Che in questi anni Renzi abbia dato una forte spinta alle tematiche dell’innovazione, del digitale, della banda larga, proprio non si può negare. La lista delle cose fatte è corposa e la si può scorrere con l’ausilio dell’analisi svolta dal Notiziario Finanziario del 10 dicembre scorso.

Industria 4.0

Si tratta del più recente atto del governo per le nuove imprese che arriva fino al 2020 e prevede un impiego di risorse pubbliche per 13 miliardi e la mobilitazione di investimenti privati per 24 miliardi. Tra le misure, sgravi fiscali significativi (il famoso superammortamento).

Agevolazioni negli investimenti

Con il piano Industria 4.0, l’esecutivo Renzi ha previsto nuove regole per le agevolazioni fiscali: l’aumento dell’investimento massimo agevolabile per le persone fisiche fino a 1 milione di euro; l’innalzamento a tre anni del vincolo minimo di destinazione dei capitali; l’aumento, al 30%, della detrazione (e della deduzione per persone giuridiche) per gli investimenti in startup e Pmi innovative.

Censimento Istat sulle startup

L’Istituto Nazionale di Statistica (Istat) e il Ministero per lo Sviluppo Economico ha condotto nel 2016 la prima indagine nazionale sulle startup innovative, denominata #StartupSurvey. Il “censimento” ha analizzato, tra l’altro, la mobilità socio-economica dei componenti del team della società e le caratteristiche innovative dell’attività. I dati e le relative analisi saranno resi noti probabilmente nel 2017.

Agevolazioni burocratiche

Le agevolazioni burocratiche previste per le startup innovative sono state ampliate nel 2015: è esteso fino al quinto anno di vita della società (prima era il quarto) l’esonero dal pagamento dell’imposta di bollo, dei diritti di segreteria e del diritto annuale dovuto alle Camere di commercio in conseguenza dell’iscrizione nella sezione speciale del registro delle imprese.
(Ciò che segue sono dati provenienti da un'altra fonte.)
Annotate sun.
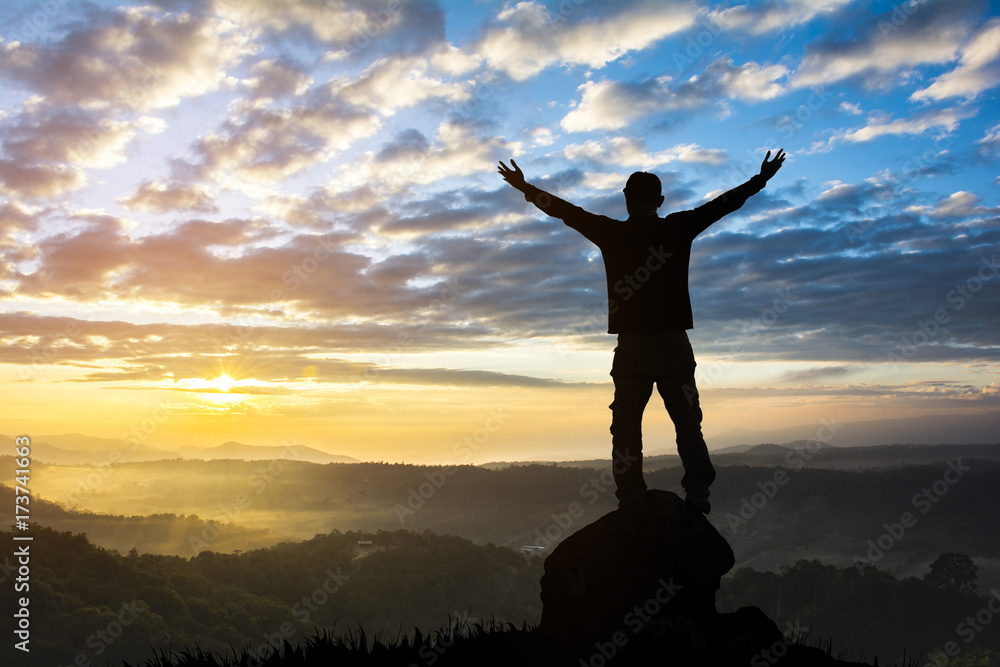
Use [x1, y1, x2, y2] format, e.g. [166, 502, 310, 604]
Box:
[211, 374, 237, 392]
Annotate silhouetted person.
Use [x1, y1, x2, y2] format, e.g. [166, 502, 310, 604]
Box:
[498, 149, 786, 513]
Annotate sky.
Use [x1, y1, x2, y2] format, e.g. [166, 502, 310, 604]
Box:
[0, 0, 998, 464]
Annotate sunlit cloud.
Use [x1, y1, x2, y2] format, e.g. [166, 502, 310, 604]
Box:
[472, 0, 697, 80]
[791, 0, 979, 90]
[562, 137, 727, 168]
[119, 181, 219, 213]
[1, 0, 998, 454]
[910, 17, 1000, 102]
[561, 58, 788, 132]
[0, 6, 255, 111]
[807, 106, 977, 153]
[708, 0, 854, 35]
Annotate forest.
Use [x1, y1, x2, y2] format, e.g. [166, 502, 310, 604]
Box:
[5, 452, 1000, 583]
[4, 525, 999, 666]
[3, 446, 1000, 665]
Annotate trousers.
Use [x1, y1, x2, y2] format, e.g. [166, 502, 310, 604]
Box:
[609, 331, 715, 503]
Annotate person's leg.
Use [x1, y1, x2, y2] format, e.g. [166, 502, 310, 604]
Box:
[610, 338, 654, 505]
[653, 332, 715, 512]
[658, 375, 715, 509]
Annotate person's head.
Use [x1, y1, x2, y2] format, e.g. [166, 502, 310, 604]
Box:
[623, 171, 664, 217]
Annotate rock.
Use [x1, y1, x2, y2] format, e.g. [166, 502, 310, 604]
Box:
[538, 489, 734, 645]
[534, 489, 878, 666]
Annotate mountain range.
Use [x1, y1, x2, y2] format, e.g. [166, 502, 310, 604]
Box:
[0, 433, 359, 465]
[5, 409, 996, 467]
[703, 409, 999, 449]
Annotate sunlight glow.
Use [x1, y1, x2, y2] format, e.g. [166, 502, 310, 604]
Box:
[178, 375, 249, 393]
[212, 374, 237, 392]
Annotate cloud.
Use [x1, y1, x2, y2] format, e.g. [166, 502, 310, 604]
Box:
[428, 43, 481, 76]
[809, 106, 976, 152]
[683, 179, 1000, 366]
[530, 127, 555, 147]
[472, 0, 696, 80]
[14, 214, 131, 299]
[131, 53, 465, 197]
[814, 176, 897, 212]
[212, 0, 446, 57]
[976, 121, 1000, 157]
[0, 5, 254, 111]
[791, 0, 978, 90]
[5, 162, 999, 386]
[561, 137, 728, 169]
[334, 120, 522, 195]
[696, 382, 1000, 408]
[560, 58, 788, 132]
[711, 59, 789, 101]
[910, 17, 1000, 102]
[2, 105, 166, 169]
[353, 366, 572, 388]
[240, 57, 313, 100]
[253, 188, 388, 230]
[907, 191, 1000, 219]
[838, 101, 863, 115]
[0, 101, 166, 199]
[336, 54, 469, 115]
[708, 0, 854, 35]
[0, 160, 85, 199]
[0, 201, 40, 238]
[119, 181, 219, 213]
[0, 310, 578, 390]
[183, 87, 382, 188]
[776, 365, 856, 384]
[0, 5, 246, 200]
[2, 0, 998, 414]
[560, 77, 689, 132]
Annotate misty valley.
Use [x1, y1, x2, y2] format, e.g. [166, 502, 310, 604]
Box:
[3, 441, 1000, 665]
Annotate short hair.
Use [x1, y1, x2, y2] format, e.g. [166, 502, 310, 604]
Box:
[624, 171, 661, 198]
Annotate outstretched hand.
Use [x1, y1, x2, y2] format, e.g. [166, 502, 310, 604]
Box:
[759, 149, 786, 182]
[498, 158, 526, 190]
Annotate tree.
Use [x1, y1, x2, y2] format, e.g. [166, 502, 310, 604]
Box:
[924, 552, 978, 595]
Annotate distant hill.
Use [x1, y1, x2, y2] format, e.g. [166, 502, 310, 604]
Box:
[484, 441, 998, 471]
[172, 441, 359, 464]
[1, 434, 359, 465]
[0, 483, 280, 555]
[18, 440, 171, 465]
[11, 447, 1000, 588]
[0, 433, 170, 465]
[27, 432, 133, 450]
[711, 441, 1000, 470]
[706, 443, 754, 454]
[706, 410, 1000, 449]
[741, 442, 812, 456]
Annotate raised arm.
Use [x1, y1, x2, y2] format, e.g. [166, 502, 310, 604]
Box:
[498, 158, 578, 220]
[759, 148, 786, 181]
[678, 149, 786, 238]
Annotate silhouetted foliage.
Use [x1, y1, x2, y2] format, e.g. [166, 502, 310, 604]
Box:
[719, 557, 1000, 664]
[2, 525, 542, 667]
[5, 456, 999, 576]
[8, 523, 1000, 667]
[924, 552, 978, 596]
[5, 454, 1000, 665]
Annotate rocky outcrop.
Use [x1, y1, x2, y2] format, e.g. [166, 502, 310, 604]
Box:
[539, 489, 733, 644]
[536, 489, 872, 666]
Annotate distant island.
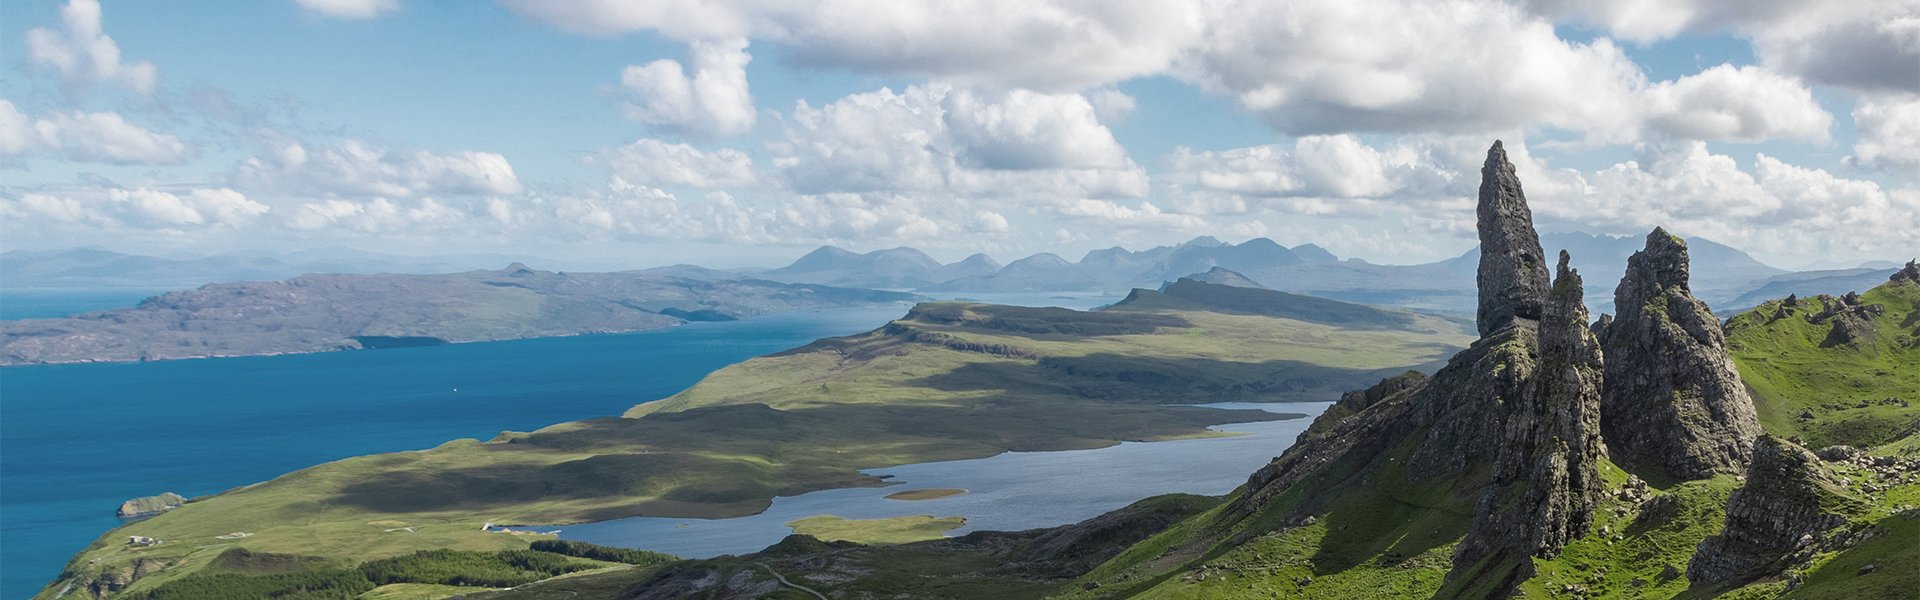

L’istituto Italiano di Tecnologia nel capitale delle startup

Nel 2015 è stato previsto che la Fondazione Istituto Italiano di Tecnologia, centro di ricerca di eccellenza con sede a Genova, può costituire o partecipare a startup innovative anche con soggetti pubblici e privati, italiani o stranieri. Ad autorizzare gli investimenti però devono essere i ministeri dell’Economia e dell’Istruzione.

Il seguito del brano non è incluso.